Strom produzieren wir schon jetzt phasenweise viel zu viel. Um überschüssige Energie aus Wind- und Sonnenkraft speichern zu können, wäre Wasserstoff ein idealer Energieträger. In einem Kilogramm H2 lassen sich beispielsweise 33,33 Kilowattstunden Strom speichern. Dieses eine Kilogramm reicht, um den durchschnittlichen Stromverbrauch eines Einfamilienhauses für etwa fünf Tage zu decken. Ein Brennstoffzellenauto wie der Toyota Mirai fährt mit der gleichen Menge Strom rund 100 Kilometer weit.
Was ist eine Wasserstoff-Brennstoffzelle?
In einer Brennstoffzelle (englisch: Fuel Cell) wird aus Wasserstoff über eine chemische Reaktion Strom erzeugt. Dabei entsteht als Nebenprodukt Wasser. Denn es handelt sich quasi um eine rückwärtige Elektrolyse – aus Luft und Wasserstoff werden also wieder Strom und Wasser gemacht. Brennstoffzellen sind daher eigentlich Generatoren. In manchen Ländern wie Dänemark gibt es bereits gewaltige Anlagen, die ganze Stadtteile mit Strom aus grünem Wasserstoff versorgen können.

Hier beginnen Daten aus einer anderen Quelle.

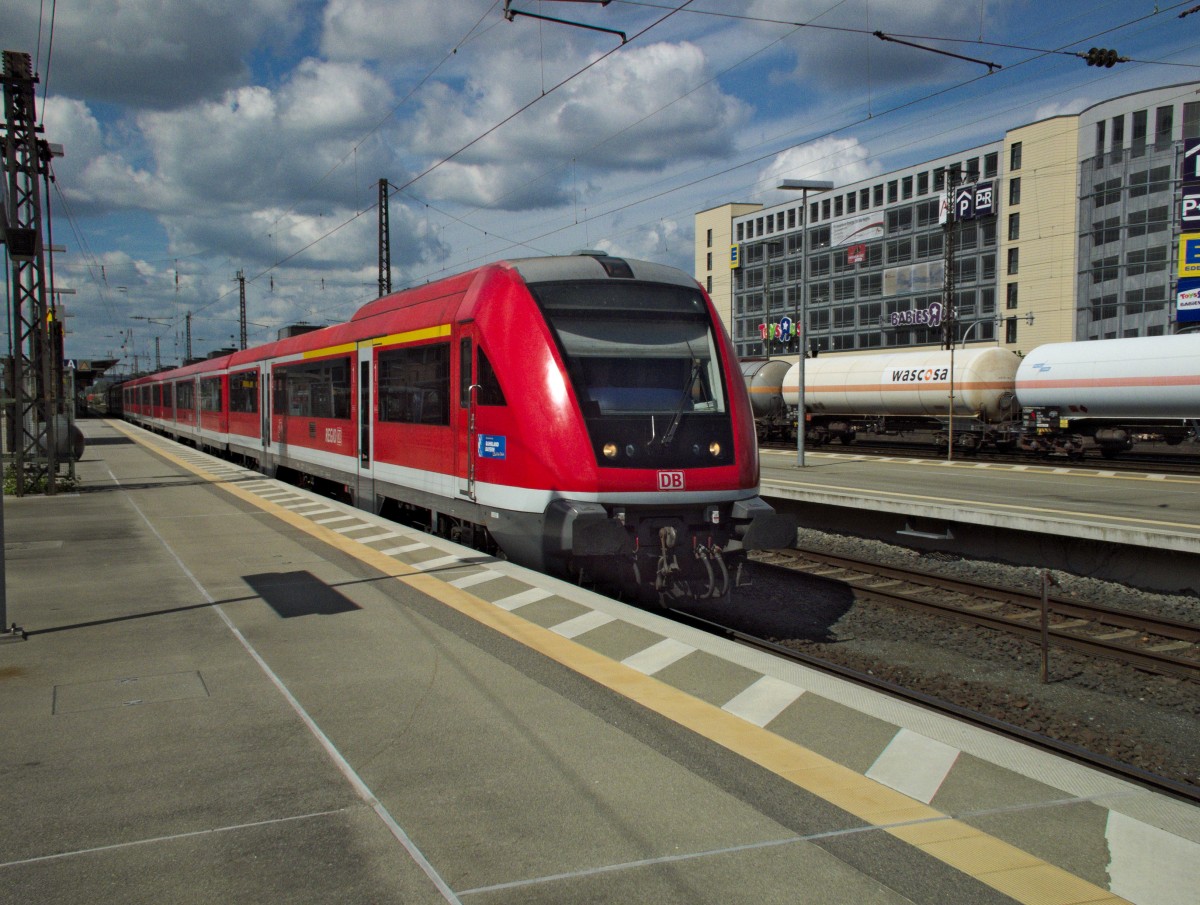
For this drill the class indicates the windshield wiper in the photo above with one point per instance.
(670, 432)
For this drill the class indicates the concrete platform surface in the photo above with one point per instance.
(234, 690)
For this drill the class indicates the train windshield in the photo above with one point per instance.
(643, 361)
(636, 348)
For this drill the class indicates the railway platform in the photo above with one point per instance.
(1141, 528)
(235, 690)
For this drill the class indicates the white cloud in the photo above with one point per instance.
(840, 160)
(394, 30)
(155, 53)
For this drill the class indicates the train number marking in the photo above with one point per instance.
(671, 480)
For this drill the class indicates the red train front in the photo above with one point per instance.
(585, 414)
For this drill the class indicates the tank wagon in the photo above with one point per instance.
(1060, 399)
(1114, 391)
(581, 414)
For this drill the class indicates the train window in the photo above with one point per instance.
(490, 393)
(244, 391)
(321, 389)
(210, 394)
(465, 372)
(185, 395)
(414, 384)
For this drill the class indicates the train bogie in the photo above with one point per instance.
(582, 414)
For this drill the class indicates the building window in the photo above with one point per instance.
(899, 220)
(1164, 124)
(1138, 138)
(1192, 120)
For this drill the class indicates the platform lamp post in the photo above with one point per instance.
(802, 311)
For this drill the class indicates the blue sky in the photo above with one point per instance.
(205, 138)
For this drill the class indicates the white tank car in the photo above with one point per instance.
(1146, 377)
(909, 383)
(765, 382)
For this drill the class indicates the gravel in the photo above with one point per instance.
(1137, 718)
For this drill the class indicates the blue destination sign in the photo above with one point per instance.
(491, 447)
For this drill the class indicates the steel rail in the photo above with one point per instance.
(1185, 791)
(1159, 661)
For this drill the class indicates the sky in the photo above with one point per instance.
(204, 139)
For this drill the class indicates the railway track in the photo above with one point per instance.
(1141, 640)
(1159, 463)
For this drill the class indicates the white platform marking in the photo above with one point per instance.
(1147, 864)
(335, 519)
(765, 700)
(913, 765)
(526, 597)
(581, 624)
(405, 549)
(658, 657)
(437, 563)
(469, 581)
(373, 538)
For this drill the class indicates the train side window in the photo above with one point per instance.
(244, 391)
(490, 393)
(414, 384)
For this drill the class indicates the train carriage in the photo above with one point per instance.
(585, 414)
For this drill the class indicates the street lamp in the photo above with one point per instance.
(804, 186)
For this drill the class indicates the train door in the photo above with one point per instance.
(365, 496)
(465, 413)
(280, 411)
(264, 413)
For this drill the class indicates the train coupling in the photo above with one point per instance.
(760, 527)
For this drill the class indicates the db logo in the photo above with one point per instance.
(670, 480)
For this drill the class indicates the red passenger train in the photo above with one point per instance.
(582, 414)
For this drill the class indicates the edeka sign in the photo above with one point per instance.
(1187, 301)
(1189, 255)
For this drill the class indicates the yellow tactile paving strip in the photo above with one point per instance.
(1003, 867)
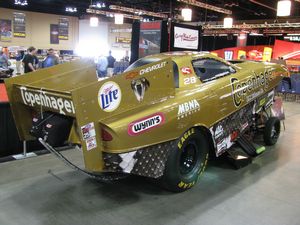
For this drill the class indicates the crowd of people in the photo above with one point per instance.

Grüner Wasserstoff entsteht aus regenerativen Energien – im besten Fall aus überschüssiger Solar- oder Windenergie. Wasserstoff kann viel Energie über lange Zeiträume speichern. Theoretisch ließen sich mit ihm also sogenannte Dunkelflauten (kein Sonnenschein, kein Wind) oder saisonale Versorgungsengpässe überbrücken.
Was sind die Vorteile der Brennstoffzelle?
Im Vergleich zum Wasserstoff-Verbrenner arbeiten die Brennstoffzellen mit einem wesentlich höheren Wirkungsgrad – sie können die im H2 gespeicherte Energie also besser nutzen. Je nach Technik liegt der Fuel-Cell-Wirkungsgrad bei etwa 60 Prozent, der von Wasserstoff-Verbrennern bei rund 40 Prozent. Mit der gleichen Menge Wasserstoff an Bord kann ein Brennstoffzellen-Auto also 20 Prozent weiter fahren als ein Verbrenner.
Weil die umgekehrte Elektrolyse ein sehr sauberer Prozess ist, bei dem tatsächlich nur Wärme, Strom und Wasser entsteht, gelten Autos mit Brennstoffzelle als emissionsfreie Fahrzeuge. Die meisten FCEVs (Fuel-Cell-Electric-Vehicle) verfügen lediglich über einen kleinen Auffang-Tank fürs Wasser, der per Knopfdruck geleert werden kann. Weil Brennstoffzellen-Fahrzeuge technisch gesehen Elektroautos sind, können sie die Effizienz im Antrieb (inklusive Rekuperation) weiter steigern. Verbrenner hingegen sind wie Benziner oder Diesel auf Getriebe angewiesen.
Was sind die Nachteile der Brennstoffzelle?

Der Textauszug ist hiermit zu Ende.